Bronwyn, Mark's tiny mother, appears. 'Come here, Nita,' she says, guiding her towards the stool at the window. 'These stupid men and their stupid jokes. I think Mark isn't too big for me to spank like baby, what you think?'
Anita smiles and says, 'Of course, I mean, of course not, it's fine, sorry.' The light changes and she tells herself it's because she's seated in the huge window now, not because she was dreaming awake again. She is back, she is sane, she is normal. She wants to turn to the straight-haired girls in the queue and ask them what they think they're looking at? To shout over to Mark that he has done nothing wrong. Instead, she lets Bronwyn tell her she is having a bacon roll because that's what she likes. And an iced tea, no argument now.
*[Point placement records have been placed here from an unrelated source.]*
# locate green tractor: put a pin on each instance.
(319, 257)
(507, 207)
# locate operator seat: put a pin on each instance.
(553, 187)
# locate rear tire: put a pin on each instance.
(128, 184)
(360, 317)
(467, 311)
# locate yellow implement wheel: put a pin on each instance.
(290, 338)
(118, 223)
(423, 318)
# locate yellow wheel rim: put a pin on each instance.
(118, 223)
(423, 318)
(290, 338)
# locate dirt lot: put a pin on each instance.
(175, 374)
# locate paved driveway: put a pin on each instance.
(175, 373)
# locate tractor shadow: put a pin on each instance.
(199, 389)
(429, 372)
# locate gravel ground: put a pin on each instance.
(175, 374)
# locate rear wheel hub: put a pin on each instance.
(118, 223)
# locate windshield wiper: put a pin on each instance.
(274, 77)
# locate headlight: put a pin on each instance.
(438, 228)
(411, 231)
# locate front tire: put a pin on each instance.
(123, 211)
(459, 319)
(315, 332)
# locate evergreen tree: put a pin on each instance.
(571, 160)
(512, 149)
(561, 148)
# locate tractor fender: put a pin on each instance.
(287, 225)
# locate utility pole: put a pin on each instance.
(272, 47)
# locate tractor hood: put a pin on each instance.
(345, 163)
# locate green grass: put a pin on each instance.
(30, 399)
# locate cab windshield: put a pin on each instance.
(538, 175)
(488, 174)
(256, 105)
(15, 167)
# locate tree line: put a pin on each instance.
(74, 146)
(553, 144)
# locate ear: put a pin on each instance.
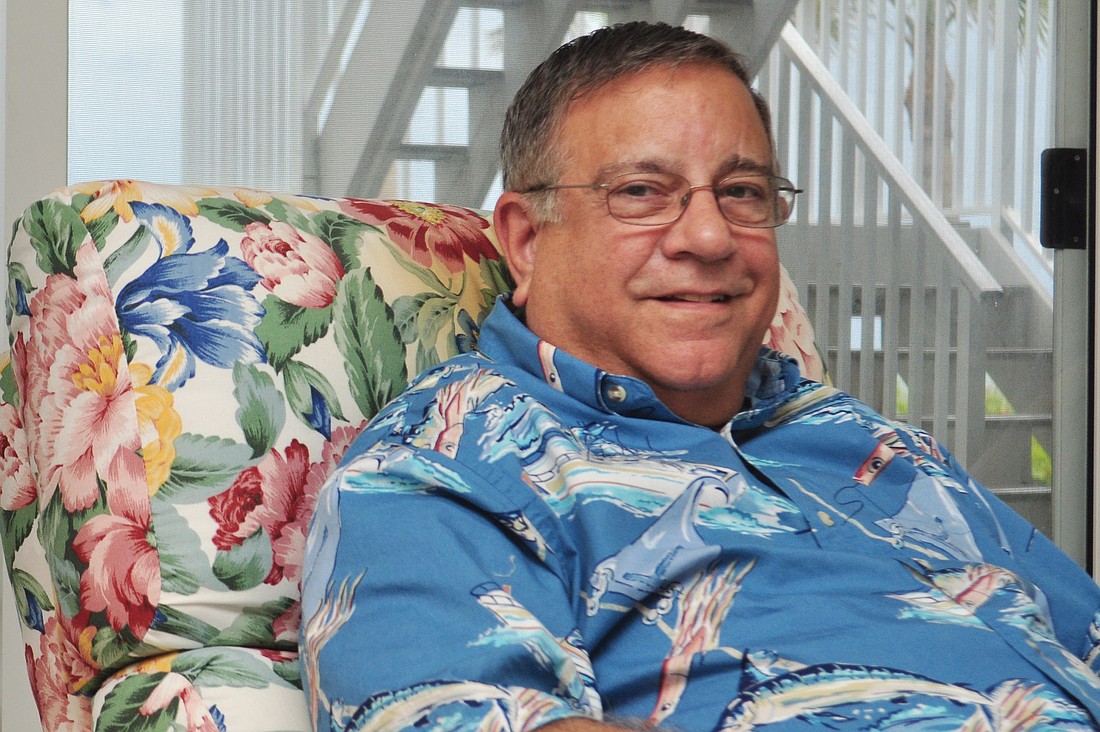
(517, 231)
It is several minutes before Anita is ready to turn and face the café. The girls in the queue are on their phones again, no doubt texting each other about the crazy lady. Mark Lam is cutting another sandwich. When, at last, he looks up, Anita gives him a smile and watches relief light his face, his lovely teeth showing as he smiles in return. And just like that she understands what she has to do. She has to make a sacrifice to her sanity: she has to kill a man.
Later, on her way back through the heat of Macquarie Road, Anita passes a homeless woman, bent over, shouting into a bin. The woman must have been pale-skinned once, before her life got dirty. Now, worn and eaten away, she is rifling through the bin with one hand while flailing about with the other to keep her phantoms at bay. There, Anita tells herself, that's what a mad woman looks like. Not like me at all. She takes another look to reassure herself and, as she does so, the homeless woman glances up feverishly. The eyes beneath her matted hair are a startling blue, the only surviving part of the girl she once was. Near one blue eye - down a bit, out a bit - she wears a blue teardrop tattoo, the first Anita has ever seen on a woman. In the blistering sunlight it shines as clearly as the woman's eyes and this, Anita knows, this is a sign. A sign she must never go to prison. So now the question isn't just how she is going to kill Scott Patterson but how she is going to get away with it.